3.2 密切監測病情變化 急性心肌梗死后,加之發作左心竭時,由于肺間質及肺泡水腫,可引起呼吸困難和過度通氣,逐漸發展為端坐呼吸、咳粉紅色泡沫痰,重者可導致猝死。因此,密切觀察患者意識、面唇色澤、咳嗽咳痰、兩肺呼吸音、出入量、心率、心律、血壓、呼吸變化,持續監測并做好記錄;為及時使用無創通氣及無創通氣使用時間提供依據。本組患者均有不同程度心率加快、呼吸急促、肢端濕冷;5例患者病情較嚴重,通氣前心率≥110次/分、呼吸頻率≥28次/分、收縮壓波動于140~155 mmHg(1 mmHg=0.133 kPa)、SpO2≤90%,常規無創通氣 0.5~1 h 后,生命體征漸趨平穩,其中3例咳粉紅色泡沫痰患者予無創通氣后1~2 h,心率降至 90~100 次/分, 呼吸 20~22 次/分, 收縮壓 130~135 mmHg,咳嗽、咳痰癥狀明顯好轉,四肢末端溫暖。同時呼吸機的報警系統保持開放,觀察患者有無病情變化或機械故障引起的呼吸窘迫或呼吸衰竭,床邊常規備有簡易呼吸器、氧氣裝置和負壓吸引器。

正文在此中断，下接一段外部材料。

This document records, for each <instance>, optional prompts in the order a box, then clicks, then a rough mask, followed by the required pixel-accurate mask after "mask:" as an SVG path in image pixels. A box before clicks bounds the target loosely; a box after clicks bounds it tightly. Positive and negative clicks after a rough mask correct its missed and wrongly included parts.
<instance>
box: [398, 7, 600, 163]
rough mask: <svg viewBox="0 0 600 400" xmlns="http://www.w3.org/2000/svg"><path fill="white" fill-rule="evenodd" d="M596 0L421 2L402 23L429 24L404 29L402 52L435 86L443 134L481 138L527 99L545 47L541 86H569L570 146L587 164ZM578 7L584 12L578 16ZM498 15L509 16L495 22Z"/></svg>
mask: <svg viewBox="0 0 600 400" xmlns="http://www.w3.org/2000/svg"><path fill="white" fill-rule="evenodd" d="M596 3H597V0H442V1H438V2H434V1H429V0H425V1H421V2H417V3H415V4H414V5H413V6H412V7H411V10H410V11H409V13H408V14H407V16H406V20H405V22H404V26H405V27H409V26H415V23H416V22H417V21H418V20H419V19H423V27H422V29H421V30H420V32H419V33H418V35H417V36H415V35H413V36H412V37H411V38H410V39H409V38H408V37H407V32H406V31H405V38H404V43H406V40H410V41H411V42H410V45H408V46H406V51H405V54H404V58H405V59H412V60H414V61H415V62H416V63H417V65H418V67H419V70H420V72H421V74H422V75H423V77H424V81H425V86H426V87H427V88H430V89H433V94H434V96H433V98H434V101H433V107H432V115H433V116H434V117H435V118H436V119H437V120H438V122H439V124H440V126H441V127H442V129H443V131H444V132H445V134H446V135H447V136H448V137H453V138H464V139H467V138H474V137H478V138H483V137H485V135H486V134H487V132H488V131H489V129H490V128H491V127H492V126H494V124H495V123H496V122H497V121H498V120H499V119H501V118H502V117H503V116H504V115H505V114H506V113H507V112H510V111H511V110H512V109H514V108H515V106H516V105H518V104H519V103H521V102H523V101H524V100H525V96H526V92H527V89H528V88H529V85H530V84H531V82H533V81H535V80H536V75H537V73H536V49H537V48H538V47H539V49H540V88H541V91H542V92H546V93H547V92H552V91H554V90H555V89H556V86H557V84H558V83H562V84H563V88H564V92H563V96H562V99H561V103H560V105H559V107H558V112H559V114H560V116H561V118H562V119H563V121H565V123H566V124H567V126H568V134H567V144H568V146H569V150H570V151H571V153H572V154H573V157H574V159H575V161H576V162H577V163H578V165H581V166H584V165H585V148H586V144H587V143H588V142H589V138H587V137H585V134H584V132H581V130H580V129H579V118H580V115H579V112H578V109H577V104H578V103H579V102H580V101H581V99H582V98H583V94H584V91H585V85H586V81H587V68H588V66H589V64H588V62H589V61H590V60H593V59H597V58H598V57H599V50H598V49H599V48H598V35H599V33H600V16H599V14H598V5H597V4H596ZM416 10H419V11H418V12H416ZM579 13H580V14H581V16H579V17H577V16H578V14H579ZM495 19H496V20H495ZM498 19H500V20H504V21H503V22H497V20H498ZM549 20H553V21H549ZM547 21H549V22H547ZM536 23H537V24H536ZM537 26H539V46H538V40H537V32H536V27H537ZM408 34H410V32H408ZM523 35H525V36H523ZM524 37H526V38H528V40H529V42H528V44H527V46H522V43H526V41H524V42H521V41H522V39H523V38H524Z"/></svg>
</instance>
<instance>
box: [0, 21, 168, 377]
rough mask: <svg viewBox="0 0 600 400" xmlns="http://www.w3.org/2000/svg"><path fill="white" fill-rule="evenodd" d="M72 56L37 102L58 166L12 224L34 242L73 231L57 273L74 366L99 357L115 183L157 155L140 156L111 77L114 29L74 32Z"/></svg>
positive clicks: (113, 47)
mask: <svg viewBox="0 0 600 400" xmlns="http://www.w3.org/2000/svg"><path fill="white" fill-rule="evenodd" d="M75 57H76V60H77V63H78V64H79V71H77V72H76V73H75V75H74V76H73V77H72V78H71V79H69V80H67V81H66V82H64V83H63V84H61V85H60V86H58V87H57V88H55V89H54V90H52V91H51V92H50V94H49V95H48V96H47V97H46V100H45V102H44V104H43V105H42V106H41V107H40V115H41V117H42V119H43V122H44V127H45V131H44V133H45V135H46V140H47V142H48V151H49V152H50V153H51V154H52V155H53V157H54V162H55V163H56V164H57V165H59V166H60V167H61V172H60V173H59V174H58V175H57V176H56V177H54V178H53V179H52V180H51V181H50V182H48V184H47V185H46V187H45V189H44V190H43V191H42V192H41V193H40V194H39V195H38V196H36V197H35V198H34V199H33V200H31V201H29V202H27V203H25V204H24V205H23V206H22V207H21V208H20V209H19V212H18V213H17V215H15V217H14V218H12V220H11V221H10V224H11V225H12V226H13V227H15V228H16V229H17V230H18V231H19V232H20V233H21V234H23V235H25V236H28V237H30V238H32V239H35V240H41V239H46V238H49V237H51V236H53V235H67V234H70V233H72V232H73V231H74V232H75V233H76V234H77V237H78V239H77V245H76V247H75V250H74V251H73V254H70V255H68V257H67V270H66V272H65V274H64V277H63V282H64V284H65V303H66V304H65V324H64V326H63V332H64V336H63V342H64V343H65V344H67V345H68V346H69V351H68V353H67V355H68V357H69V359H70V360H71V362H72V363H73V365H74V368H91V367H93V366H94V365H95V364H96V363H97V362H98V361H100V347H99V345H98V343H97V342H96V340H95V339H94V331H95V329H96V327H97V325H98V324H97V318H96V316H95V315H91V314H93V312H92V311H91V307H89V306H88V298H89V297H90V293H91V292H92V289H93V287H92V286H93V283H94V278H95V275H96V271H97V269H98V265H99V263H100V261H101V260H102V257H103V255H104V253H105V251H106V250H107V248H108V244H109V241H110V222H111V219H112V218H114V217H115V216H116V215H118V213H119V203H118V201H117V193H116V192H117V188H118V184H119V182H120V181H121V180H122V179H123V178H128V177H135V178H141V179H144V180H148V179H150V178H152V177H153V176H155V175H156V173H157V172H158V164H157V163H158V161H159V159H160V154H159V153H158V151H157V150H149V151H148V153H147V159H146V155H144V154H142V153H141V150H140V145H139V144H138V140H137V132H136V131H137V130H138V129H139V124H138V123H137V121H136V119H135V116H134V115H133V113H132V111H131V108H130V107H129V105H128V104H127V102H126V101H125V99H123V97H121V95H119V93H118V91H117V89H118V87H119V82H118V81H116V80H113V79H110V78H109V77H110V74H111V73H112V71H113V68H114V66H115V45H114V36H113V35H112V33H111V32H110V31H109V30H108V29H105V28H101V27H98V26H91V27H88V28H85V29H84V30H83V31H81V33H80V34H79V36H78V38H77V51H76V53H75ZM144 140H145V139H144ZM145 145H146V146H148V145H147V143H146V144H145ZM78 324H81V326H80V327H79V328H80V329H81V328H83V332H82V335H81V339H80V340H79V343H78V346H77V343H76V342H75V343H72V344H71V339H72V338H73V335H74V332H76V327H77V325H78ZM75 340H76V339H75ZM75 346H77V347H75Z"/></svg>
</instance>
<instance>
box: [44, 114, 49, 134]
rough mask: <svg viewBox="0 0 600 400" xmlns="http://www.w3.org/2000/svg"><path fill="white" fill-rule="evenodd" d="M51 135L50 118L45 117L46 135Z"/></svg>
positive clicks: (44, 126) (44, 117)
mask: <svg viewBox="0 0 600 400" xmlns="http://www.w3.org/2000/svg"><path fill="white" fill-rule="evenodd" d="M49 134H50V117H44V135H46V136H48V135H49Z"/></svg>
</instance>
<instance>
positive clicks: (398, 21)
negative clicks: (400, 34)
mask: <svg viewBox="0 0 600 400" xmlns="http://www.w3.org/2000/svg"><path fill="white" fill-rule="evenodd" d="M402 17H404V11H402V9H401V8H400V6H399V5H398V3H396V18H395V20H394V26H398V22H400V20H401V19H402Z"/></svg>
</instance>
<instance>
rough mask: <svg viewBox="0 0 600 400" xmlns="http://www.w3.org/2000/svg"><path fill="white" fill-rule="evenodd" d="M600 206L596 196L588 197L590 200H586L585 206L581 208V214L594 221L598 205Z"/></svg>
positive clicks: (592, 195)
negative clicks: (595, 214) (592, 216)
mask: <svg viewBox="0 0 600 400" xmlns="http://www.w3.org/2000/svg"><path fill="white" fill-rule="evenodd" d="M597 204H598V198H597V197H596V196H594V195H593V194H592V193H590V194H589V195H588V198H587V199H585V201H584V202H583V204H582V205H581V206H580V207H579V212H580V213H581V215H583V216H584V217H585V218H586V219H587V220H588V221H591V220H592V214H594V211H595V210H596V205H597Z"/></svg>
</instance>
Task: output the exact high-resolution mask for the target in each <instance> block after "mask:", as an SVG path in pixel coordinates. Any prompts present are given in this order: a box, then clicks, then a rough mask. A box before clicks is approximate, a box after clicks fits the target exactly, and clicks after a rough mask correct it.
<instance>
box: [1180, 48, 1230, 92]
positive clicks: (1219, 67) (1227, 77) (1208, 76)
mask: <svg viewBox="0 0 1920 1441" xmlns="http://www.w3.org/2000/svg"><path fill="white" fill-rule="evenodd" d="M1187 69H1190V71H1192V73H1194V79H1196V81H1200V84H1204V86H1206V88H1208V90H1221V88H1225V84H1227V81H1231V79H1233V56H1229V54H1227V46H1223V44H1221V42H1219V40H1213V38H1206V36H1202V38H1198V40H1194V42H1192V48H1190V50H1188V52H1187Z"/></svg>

3.3 指導有效的呼吸配合 急性左心衰竭的患者呼吸急促,常張口呼吸,而使用無創面罩通氣后,張口呼吸會使無創通氣不良,因此在做無創通氣前將無創通氣的重要性告訴患者,并在開始使用呼吸機時,對著患者喊吸-呼、吸-呼的口令,告訴患者當氣體吹過來時閉嘴,用鼻吸氣,用口呼氣,跟著呼吸機深而慢地呼吸,以保證無創正壓通氣有效進行。本組患者經指導后均能有效的呼吸配合。
3.4 維持通氣氧合
3.4.1 防止面罩漏氣 面罩漏氣可明顯影響通氣效果及同步性。在無創通氣期間,面罩容易隨患者的頭部位置改變而移位發生漏氣,故應密切觀察,及時調整呼吸機面罩與面部的吻合情況。選擇合適面罩,系帶松緊適宜,適當調整上下頭帶松緊度,一般扣緊后在面頰旁能輕松插入1~2指即可,以患者舒適和不漏氣為宜,上牙完全脫落的老年患者必須先裝義齒或選用口鼻面罩;定時放松頭帶,避免壓住眼睛和耳廓。本組3例老年患者無創通氣時出現面罩漏氣,調整頭帶松緊度后未再出現漏氣。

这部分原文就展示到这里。